CVE-2024-58336 is a vulnerability identified in Akuvox Smart Doorphone devices, specifically models S539, S532, X916, X915, and X912. The issue arises from a missing authentication mechanism on the video.cgi endpoint, which listens on port 8080. This endpoint streams live video feeds from the device's camera. Due to the lack of authentication, any remote attacker with network access to the device can request this endpoint and retrieve live video streams without needing credentials or user interaction. The vulnerability is remotely exploitable over the network (AV:N), requires no privileges (PR:N), no user interaction (UI:N), and impacts confidentiality heavily (VC:H) while not affecting integrity or availability. This means attackers can spy on live video feeds, potentially capturing sensitive information about premises and occupants. The vulnerability does not require any complex attack vectors or social engineering, making it straightforward to exploit if the device is exposed to untrusted networks. Akuvox devices are commonly used in commercial and residential buildings for intercom and access control, meaning the exposure of live video streams can lead to privacy violations, corporate espionage, or physical security risks. Although no public exploits are currently known, the high CVSS score of 8.7 reflects the critical nature of the flaw. The lack of available patches at the time of publication necessitates immediate compensating controls to reduce exposure.

For European organizations, the impact of CVE-2024-58336 is significant. Unauthorized access to live video streams can lead to severe privacy breaches, exposing sensitive information about building occupants, security protocols, and physical layouts. This can facilitate targeted physical intrusions, espionage, or harassment. Organizations relying on Akuvox devices for secure communication and access control may find their security posture severely weakened. Critical infrastructure facilities, government buildings, corporate offices, and residential complexes using these devices are at risk. The breach of confidentiality can also result in regulatory non-compliance under GDPR, leading to legal and financial repercussions. The ease of exploitation means attackers can operate remotely without detection, increasing the likelihood of successful attacks. The reputational damage from such privacy violations can be substantial, especially for organizations handling sensitive or classified information.

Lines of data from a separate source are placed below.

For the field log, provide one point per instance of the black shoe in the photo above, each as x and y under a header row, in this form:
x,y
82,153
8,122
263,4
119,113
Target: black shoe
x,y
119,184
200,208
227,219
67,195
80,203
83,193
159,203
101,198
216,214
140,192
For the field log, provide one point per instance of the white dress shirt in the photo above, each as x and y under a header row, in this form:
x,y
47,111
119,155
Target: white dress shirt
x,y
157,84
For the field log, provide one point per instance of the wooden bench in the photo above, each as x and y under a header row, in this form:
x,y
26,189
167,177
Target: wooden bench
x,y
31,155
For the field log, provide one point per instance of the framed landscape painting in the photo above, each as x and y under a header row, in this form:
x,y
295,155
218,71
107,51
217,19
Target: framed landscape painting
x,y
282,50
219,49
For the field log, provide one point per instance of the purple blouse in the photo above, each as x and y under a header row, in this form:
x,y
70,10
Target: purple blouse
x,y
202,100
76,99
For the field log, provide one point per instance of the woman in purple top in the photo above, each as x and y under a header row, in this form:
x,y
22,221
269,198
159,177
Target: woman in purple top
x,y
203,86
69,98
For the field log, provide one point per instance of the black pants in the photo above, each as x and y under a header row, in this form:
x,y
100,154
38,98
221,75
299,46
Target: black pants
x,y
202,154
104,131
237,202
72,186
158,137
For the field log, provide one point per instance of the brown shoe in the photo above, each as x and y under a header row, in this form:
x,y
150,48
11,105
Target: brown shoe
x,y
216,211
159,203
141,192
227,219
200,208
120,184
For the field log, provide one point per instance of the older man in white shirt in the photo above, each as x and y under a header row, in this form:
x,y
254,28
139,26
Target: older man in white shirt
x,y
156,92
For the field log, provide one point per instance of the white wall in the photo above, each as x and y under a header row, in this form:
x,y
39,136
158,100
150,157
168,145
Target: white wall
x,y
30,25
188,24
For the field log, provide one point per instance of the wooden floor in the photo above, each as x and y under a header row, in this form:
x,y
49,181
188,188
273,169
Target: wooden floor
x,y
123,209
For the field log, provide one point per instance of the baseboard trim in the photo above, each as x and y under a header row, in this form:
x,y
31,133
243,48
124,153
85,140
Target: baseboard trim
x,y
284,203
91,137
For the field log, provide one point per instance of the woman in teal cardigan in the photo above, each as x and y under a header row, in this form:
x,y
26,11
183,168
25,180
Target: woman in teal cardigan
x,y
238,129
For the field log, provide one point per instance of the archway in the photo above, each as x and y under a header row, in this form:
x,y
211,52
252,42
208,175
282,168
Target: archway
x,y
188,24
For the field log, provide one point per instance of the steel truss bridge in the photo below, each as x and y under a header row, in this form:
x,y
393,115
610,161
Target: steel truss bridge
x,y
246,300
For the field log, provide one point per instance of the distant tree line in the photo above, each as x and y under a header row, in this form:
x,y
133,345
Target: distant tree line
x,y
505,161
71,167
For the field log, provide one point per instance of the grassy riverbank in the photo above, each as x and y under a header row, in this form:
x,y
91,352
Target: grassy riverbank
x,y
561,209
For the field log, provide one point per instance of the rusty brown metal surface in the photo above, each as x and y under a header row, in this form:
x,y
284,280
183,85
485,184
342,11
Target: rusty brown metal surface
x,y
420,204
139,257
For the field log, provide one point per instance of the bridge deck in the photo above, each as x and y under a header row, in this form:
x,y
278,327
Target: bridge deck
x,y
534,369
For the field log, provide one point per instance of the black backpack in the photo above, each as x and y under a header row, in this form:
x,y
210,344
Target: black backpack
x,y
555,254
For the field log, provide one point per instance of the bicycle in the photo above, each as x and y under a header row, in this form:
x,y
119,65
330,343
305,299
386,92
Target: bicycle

1. Immediately restrict network access to Akuvox devices by implementing firewall rules that limit access to trusted internal IP ranges only, blocking all external or untrusted network traffic to port 8080. 2. Segment the network to isolate IoT and smart device traffic from critical business systems and sensitive data environments. 3. Monitor network traffic and device logs for unusual or unauthorized access attempts to the video.cgi endpoint. 4. Engage with Akuvox or authorized vendors to obtain firmware updates or patches addressing this vulnerability as soon as they become available. 5. If firmware updates are not yet available, consider disabling or blocking the video streaming service on the device if possible. 6. Conduct regular security assessments of all smart building devices to identify and remediate similar vulnerabilities proactively. 7. Educate facility management and IT teams about the risks of exposed IoT devices and enforce strict device configuration and access policies.